Moratória de financiamentos (suspensão de pagamento de crédito(s) por um determinado período de tempo)

Foi também definido no Decreto-lei nº 10-J/2020 a moratória de financiamentos, procurando proteger tanto as empresas como pessoas singulares. Isto significa que os pagamentos que deveriam ser feitos nesta altura, podem ser suspensos e ser pagos, mais tarde, em data a definir.  Desta forma, as empresas beneficiam das seguintes medidas de apoio:

  • É proibido anular, de forma total ou parcial, as linhas de crédito contratadas e empréstimos concedidos à data de 27 de março de 2020, durante o período em que vigorar a medida, ou seja, os bancos e outras entidades de financiamento não pode recusar financiamentos que tivessem já sido aprovados;
  • Créditos cujo o pagamento seria feito, por inteiro, no final do contrato, e que estivessem em vigor a 27 de março, serão adiados pelo mesmo período em que vigorar a medida. Isto inclui todos os elementos que lhe estiverem associados, incluindo juros, garantias, designadamente prestadas através de seguro ou em títulos de crédito;
  • No caso de créditos com reembolso parcelar, ou seja, a prestações, também serão suspensos os pagamentos mensais (ou a regularidade que estivesse já definida). Assim, o plano contratual de pagamento das parcelas de capital, rendas, juros, comissões e outros encargos será estendido automaticamente por um período idêntico ao da suspensão. O decreto diz ainda que a esta alteração nos prazos está garantido que não haja outros encargos para além dos que possam decorrer da variabilidade da taxa de juro de referência contratada, ou seja, não haverá alteração aos juros e taxas que seriam pagos no período previamente acordado. Serão igualmente prolongados todos os elementos associados aos contratos abrangidos pela medida, incluindo garantias.

Os financiamentos abrangidos por esta medida aplicam-se às operações de crédito concedidas por instituições de crédito e outras instituições como sociedades de locação financeira, de factoring, etc., e para acederem a esta medida as empresas devem submeter às instituições mutuantes uma declaração de adesão à aplicação da moratória.

É importante ressalvar que o pedido de moratória não é um perdão de dívida.

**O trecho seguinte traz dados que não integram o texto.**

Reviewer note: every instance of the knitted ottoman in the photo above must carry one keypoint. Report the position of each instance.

Conforme detalhado, já estão a ser implementadas, ou em fase de implementação, várias medidas de apoio às empresas no sentido de evitar que as mesmas entrem em falência e, consequentemente, despeçam os seus trabalhadores.

Os efeitos da pandemia no tecido empresarial português ainda não estão totalmente identificados, por isso, mais medidas podem vir a ser anunciadas brevemente, complementando ou substituindo as que já se encontram em vigor.